How can we hear what the Spirit is saying to us today? How can we hear when we are exhausted? How can we make sense of contradictory sayings? What do we do when even these short little snippets of scripture contain more than what we can easily understand?
Good luck answering that today.
If you were an A-student, if you hated school, if you like reading the bible, if you want to know all the answers, if you feel someone is going to figure out soon that you don’t know all the answers, my encouragement to you is the same.
Let’s get comfortable with being uncomfortable.
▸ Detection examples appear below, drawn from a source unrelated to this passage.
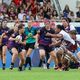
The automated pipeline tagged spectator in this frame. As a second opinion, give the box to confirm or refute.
[76,7,80,18]
[0,12,4,20]
[18,9,26,21]
[68,11,76,21]
[63,5,70,18]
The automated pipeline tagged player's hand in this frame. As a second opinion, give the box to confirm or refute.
[46,33,52,36]
[1,33,6,38]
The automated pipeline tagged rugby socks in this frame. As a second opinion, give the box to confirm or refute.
[39,59,42,67]
[2,63,5,70]
[10,62,14,70]
[29,57,31,67]
[58,63,62,68]
[25,57,31,67]
[42,59,46,64]
[18,66,22,71]
[47,63,50,69]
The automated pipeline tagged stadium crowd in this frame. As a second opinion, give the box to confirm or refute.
[0,0,80,71]
[0,0,80,21]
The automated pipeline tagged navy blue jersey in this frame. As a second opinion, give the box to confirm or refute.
[39,27,55,45]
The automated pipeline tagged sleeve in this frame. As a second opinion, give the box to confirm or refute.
[70,25,76,31]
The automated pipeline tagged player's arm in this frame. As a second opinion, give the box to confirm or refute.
[50,40,62,46]
[46,33,63,38]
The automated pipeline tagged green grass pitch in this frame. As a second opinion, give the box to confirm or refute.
[0,68,80,80]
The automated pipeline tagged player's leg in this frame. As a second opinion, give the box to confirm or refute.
[47,51,58,69]
[39,49,45,68]
[2,46,7,70]
[77,51,80,61]
[10,48,18,70]
[25,43,35,70]
[56,47,64,69]
[19,50,26,71]
[47,56,53,69]
[67,50,79,68]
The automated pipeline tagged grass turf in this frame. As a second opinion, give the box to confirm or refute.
[0,68,80,80]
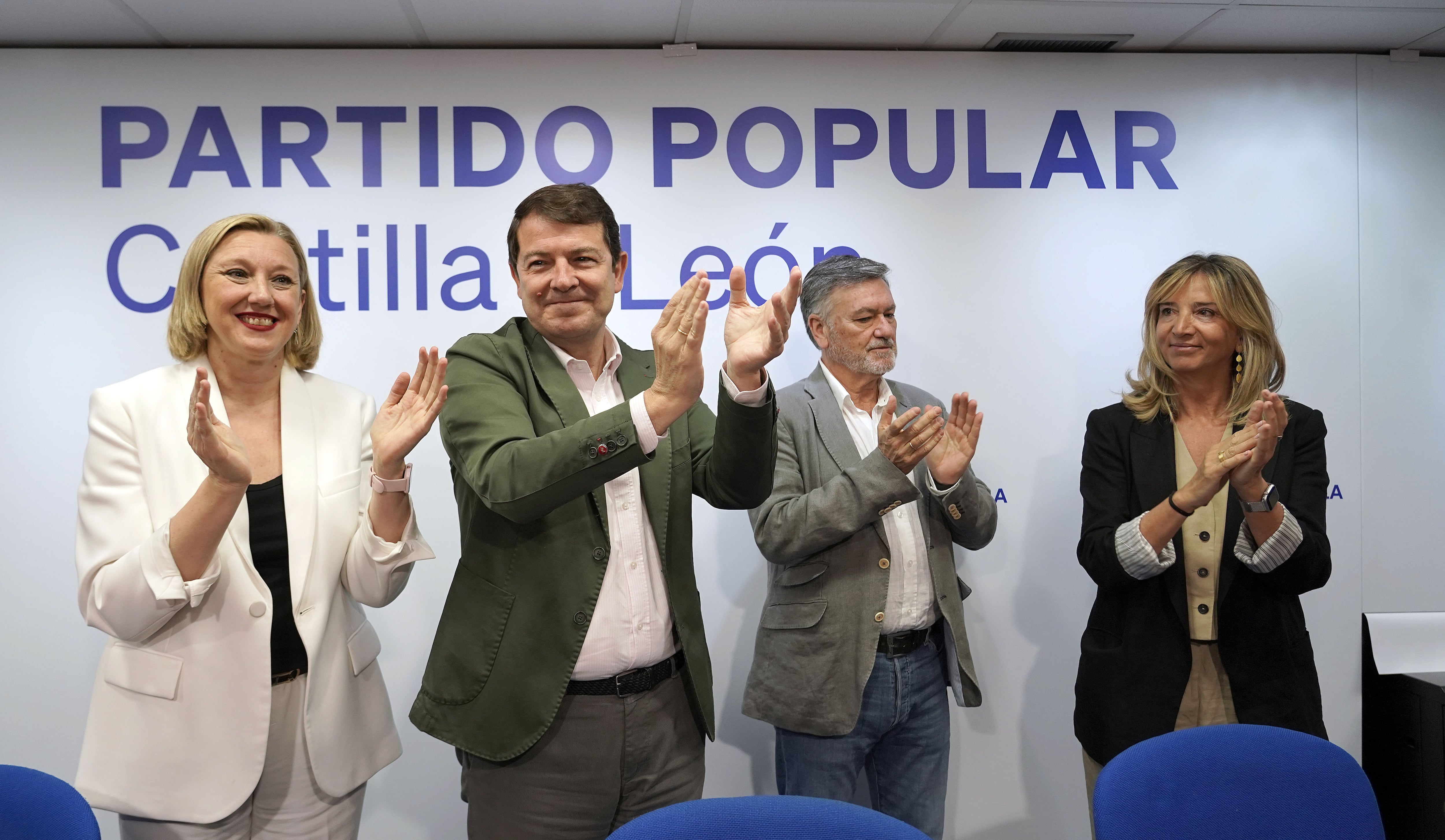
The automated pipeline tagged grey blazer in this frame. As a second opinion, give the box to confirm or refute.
[743,364,998,736]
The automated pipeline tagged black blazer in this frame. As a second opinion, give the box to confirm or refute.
[1074,402,1329,763]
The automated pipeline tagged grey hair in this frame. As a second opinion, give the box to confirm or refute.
[801,255,889,347]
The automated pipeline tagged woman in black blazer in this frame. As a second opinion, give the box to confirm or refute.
[1074,255,1329,798]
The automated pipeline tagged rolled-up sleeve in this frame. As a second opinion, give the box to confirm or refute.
[1234,507,1305,574]
[1114,512,1175,580]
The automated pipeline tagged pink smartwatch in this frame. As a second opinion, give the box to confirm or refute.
[371,464,412,493]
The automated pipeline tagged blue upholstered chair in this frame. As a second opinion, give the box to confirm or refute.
[0,765,100,840]
[611,797,928,840]
[1094,724,1384,840]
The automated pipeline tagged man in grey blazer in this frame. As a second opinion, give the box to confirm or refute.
[743,256,997,839]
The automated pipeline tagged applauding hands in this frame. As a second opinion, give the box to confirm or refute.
[371,347,447,479]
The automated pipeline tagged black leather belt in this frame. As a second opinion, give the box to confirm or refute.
[879,622,938,659]
[566,651,682,697]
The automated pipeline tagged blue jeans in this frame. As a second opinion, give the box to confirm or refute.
[775,620,949,840]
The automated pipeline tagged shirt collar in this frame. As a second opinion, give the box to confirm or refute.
[542,327,623,390]
[818,363,893,411]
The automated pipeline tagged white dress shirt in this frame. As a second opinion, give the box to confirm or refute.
[548,330,767,680]
[822,364,952,633]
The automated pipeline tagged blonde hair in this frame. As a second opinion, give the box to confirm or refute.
[166,213,321,370]
[1124,253,1285,422]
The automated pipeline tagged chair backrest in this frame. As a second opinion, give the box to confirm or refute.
[1094,723,1384,840]
[0,765,100,840]
[611,797,928,840]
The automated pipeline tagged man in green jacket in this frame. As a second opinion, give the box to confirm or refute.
[412,183,801,840]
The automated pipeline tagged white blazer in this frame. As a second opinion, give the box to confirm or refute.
[75,359,435,823]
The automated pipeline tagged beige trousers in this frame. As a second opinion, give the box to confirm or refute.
[120,677,366,840]
[1084,642,1240,836]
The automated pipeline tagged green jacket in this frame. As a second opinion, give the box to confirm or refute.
[412,318,777,761]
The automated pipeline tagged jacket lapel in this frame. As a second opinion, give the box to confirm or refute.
[517,318,611,539]
[280,364,316,607]
[1129,415,1185,627]
[616,338,670,568]
[803,361,903,545]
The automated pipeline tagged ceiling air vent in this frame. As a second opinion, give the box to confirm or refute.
[984,32,1133,52]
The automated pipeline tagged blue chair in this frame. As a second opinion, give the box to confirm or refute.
[1094,723,1384,840]
[610,797,928,840]
[0,765,100,840]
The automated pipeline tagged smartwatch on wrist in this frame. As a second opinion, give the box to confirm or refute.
[1240,484,1279,513]
[371,464,412,493]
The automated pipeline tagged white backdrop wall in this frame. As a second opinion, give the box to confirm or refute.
[0,51,1399,840]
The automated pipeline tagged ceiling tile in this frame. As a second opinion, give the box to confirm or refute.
[688,0,955,46]
[126,0,416,46]
[935,0,1218,52]
[412,0,679,46]
[1178,6,1445,52]
[0,0,159,46]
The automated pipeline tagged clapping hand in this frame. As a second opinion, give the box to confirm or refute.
[722,266,803,390]
[928,392,984,487]
[185,367,251,487]
[879,396,945,476]
[1230,390,1289,499]
[643,272,708,434]
[371,347,447,479]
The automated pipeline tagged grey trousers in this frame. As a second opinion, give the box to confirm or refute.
[457,675,704,840]
[120,675,366,840]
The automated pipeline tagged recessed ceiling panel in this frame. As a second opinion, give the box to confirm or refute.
[1179,6,1445,52]
[412,0,679,46]
[126,0,418,46]
[935,0,1218,52]
[0,0,160,46]
[686,0,954,48]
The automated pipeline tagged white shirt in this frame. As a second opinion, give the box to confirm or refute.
[822,364,952,633]
[548,330,767,680]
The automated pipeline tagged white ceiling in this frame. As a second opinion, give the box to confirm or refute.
[0,0,1445,55]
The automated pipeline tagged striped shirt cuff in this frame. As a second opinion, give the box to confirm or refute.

Let’s learn from the contradiction. I encourage you to sit in the spaces where you are aware and open to the fact that you have no idea what is going on. Because that’s where we start to learn.
Or, as Proverbs 12:1 says, “Whoever loves discipline loves knowledge, but he who hates correction is stupid.”
I’m ready to be corrected. Because no where in the past few weeks did God send me a message that said, work sixty hours this week, agonize about when a vaccine will be ready, and solve the complexities of the Proverbs, please and thank you. That’s not how God speaks to me. I’d be surprised if God speaks to you that way either.
Instead, I heard God through friends who reminded me to rest. I felt God through the cool air, a breeze of grace coming from the freezer, as I opened it for the fourteenth time. I knew God through the words in Proverbs, not as a solution, but an affirmation that wisdom takes time, patience, and a willingness to embrace contradiction.
Proverbs are just as good for the questions they give us as they are for the answers. I could say the same about our whole faith, too.
Thanks be to our God, of Proverbs, of wisdom, and of ongoing questioning and learning. Amen.